TRIBUNNEWS.COM, JAKARTA - Sejarawan Bonnie Triyana menyampaikan masih adanya perilaku kolonialitas yang terdapat dalam kehidupan masyarakat.

Perilaku tersebut masih membelenggu kehidupan sehari-hari, meskipun kolonialisme sudah berakhir seiring berakhirnya kekuasaan Belanda di Indonesia.

"Kolonialitas sebagai sebuah konsep untuk menggambarkan dampak sosial, budaya, dan epistemik dari kolonialisme masih bisa kita kenali hingga hari ini, mengacu pada cara-cara warisan kolonial yang berdampak pada sistem budaya dan sosial serta pengetahuan dan produksinya," kata Bonnie dalam pidato kebudayaan yang disampaikan di hadapan ratusan warga yang hadir dan berkumpul di Pendopo Museum Multatuli, Jumat (16/6/2023).

Pria asal Lebak itu mencatat setidaknya ada 10 hal dalam kehidupan sehari-hari yang masih terwarisi dampak kolonialisme di berbagai bidang. 

Contohnya, sektor pendidikan, dimana pemerintah kolonial menyediakan pendidikan tidak untuk semua golongan, melainkan hanya kepada kaum bangsawan yang semenjak kedatangan kolonialisme ke Indonesia, menjadi rekan sejawat dalam memerintah negeri ini. 

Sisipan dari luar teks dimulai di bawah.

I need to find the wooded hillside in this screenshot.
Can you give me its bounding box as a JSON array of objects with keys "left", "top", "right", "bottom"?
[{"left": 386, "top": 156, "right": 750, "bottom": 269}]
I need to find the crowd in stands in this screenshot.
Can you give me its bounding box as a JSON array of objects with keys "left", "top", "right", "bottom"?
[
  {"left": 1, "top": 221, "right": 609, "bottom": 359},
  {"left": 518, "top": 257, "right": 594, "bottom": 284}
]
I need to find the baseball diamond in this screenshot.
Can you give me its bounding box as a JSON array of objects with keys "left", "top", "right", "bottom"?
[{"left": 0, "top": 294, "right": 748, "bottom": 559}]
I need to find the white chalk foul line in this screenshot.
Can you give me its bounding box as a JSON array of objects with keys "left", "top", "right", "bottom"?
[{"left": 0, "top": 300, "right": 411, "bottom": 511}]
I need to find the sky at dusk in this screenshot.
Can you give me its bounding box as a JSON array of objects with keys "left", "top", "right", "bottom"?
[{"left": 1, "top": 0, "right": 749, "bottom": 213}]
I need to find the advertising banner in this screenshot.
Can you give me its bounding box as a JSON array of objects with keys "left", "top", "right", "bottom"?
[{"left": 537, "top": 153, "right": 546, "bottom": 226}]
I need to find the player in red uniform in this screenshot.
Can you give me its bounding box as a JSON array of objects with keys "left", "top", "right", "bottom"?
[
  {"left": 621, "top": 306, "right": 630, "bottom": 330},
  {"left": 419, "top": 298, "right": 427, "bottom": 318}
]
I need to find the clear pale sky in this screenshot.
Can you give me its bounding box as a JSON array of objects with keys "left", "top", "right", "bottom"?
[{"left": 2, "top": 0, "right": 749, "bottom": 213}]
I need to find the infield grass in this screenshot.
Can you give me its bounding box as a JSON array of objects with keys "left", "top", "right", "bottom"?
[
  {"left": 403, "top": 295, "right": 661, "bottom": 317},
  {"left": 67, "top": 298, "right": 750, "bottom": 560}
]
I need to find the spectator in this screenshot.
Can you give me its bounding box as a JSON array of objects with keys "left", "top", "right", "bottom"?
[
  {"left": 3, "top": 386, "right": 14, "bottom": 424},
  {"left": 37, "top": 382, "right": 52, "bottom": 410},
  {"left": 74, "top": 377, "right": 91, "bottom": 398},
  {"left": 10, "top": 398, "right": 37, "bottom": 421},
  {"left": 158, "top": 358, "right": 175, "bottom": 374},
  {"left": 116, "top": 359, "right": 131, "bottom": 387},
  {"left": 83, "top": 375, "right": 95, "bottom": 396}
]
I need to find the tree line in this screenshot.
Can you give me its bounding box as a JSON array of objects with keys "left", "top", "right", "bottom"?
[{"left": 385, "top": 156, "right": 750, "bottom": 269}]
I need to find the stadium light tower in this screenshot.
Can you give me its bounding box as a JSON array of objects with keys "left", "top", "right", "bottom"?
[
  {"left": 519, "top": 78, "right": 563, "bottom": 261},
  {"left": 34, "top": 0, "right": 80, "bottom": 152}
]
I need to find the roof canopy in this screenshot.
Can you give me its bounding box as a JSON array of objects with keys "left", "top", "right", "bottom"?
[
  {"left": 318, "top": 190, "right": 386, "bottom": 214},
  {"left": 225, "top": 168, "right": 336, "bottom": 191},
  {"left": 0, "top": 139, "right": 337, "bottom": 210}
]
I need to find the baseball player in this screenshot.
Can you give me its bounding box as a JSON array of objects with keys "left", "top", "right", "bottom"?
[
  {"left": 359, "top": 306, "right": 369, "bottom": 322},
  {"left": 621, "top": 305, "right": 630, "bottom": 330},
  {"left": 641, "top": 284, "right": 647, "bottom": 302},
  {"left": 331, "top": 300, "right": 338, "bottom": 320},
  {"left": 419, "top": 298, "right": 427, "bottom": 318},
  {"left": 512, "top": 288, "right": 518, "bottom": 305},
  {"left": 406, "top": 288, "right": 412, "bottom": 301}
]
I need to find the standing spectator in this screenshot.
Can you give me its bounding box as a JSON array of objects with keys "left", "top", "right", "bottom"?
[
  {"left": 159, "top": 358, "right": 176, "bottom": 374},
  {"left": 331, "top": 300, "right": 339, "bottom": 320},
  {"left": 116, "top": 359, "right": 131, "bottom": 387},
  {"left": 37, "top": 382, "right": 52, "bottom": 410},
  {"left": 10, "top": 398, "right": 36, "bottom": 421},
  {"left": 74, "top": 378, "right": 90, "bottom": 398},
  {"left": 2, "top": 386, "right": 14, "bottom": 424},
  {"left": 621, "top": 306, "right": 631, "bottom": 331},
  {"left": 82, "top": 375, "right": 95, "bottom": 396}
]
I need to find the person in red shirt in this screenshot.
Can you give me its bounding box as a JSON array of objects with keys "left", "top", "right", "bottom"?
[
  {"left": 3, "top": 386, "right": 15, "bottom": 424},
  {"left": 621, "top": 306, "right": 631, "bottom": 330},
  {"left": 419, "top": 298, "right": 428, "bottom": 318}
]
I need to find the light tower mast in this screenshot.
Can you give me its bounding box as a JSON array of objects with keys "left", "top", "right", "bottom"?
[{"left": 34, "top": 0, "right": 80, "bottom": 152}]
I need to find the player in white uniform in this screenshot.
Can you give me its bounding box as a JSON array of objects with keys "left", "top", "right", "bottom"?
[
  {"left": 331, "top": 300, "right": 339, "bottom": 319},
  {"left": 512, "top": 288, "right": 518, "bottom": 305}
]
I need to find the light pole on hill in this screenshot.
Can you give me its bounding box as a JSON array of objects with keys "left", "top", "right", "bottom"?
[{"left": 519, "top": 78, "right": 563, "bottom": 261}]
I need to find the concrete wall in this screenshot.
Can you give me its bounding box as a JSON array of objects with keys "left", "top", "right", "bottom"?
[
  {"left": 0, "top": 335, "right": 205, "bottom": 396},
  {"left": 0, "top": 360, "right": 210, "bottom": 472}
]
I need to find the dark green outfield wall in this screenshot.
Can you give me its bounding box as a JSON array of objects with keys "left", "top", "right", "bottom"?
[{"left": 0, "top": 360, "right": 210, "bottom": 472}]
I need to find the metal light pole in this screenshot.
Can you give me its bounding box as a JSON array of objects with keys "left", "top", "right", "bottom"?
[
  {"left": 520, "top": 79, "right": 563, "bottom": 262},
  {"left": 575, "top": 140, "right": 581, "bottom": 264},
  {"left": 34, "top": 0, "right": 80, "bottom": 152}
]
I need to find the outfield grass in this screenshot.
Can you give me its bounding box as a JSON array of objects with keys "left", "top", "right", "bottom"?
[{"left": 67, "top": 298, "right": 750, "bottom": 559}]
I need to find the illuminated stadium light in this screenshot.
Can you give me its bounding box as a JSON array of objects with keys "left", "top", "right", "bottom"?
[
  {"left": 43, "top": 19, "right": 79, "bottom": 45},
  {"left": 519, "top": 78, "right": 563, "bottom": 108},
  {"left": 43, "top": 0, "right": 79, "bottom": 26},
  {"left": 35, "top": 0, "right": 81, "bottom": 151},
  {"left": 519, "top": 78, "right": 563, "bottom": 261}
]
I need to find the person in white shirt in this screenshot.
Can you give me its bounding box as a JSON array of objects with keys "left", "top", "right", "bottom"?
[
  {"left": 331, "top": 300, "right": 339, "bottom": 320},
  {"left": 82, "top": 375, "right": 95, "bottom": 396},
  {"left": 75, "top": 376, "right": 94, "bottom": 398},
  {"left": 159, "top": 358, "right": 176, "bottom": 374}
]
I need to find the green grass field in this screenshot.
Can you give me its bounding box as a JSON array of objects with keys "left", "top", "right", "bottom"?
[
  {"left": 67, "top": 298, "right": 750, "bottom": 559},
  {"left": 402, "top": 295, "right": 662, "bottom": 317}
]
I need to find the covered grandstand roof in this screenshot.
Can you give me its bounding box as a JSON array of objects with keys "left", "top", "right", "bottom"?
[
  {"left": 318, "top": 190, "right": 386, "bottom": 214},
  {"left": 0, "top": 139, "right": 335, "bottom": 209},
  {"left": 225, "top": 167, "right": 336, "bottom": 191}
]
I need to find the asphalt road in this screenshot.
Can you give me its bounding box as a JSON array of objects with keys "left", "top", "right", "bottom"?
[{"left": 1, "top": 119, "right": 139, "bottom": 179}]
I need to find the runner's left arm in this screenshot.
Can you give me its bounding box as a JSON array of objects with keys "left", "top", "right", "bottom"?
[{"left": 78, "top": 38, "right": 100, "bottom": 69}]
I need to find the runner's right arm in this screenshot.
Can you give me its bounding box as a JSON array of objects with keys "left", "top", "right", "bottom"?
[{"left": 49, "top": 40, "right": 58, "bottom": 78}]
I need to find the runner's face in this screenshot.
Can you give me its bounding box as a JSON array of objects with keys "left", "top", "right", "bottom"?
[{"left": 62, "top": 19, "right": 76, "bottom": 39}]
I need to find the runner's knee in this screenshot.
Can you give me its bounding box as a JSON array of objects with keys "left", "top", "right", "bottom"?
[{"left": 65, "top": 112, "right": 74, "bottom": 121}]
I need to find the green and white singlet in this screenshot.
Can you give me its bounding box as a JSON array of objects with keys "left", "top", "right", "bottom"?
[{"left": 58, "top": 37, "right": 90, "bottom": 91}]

"Hanya golongan elit yang mampu mengakses pendidikan bermutu tinggi tersebut hari ini, sebagaimana golongan bangsawan di masa lalu," katanya.

Bidang lain yang masih terwarisi kolonialisme adalah berlangsungnya feodalisme sebagai hal paling erat di sistem politik Indonesia. 

Sejak terbentuknya VOC pada 1602 mulai berlaku sebutan bupati yang diartikan sebagai sebutan para anggota kelompok elit yang berdinas.

"Mereka dipilih atas hubungan darah, keturunan , dan banyaknya pemberian upeti. Bahkan cara kerja pemilihan ini dibuat oleh petinggi pribumi, sedangkan Gubernur VOC tidak tahu," ungkapnya.

Ternyata feodalisme memang berangkat dari pribumi sendiri yang memiliki keistimewaan atas kekayaan yang dimiliki. 

"Mereka dipilih atas dasar kepemilikannya, bukan seberapa bagus kinerjanya," tuturnya.

Sementara itu Adipati memiliki tugas untuk memantau kegiatan masyarakat dalam sektor agraris dan pemberian upeti. 

Bahkan mereka juga mengumpulkan upeti dari masyarakatnya. Selain itu, jabatan-jabatan terendah seperti kepala distrik diwajibkan untuk memberikan hadiah kepada atasannya agar jabatannya bisa bertahan.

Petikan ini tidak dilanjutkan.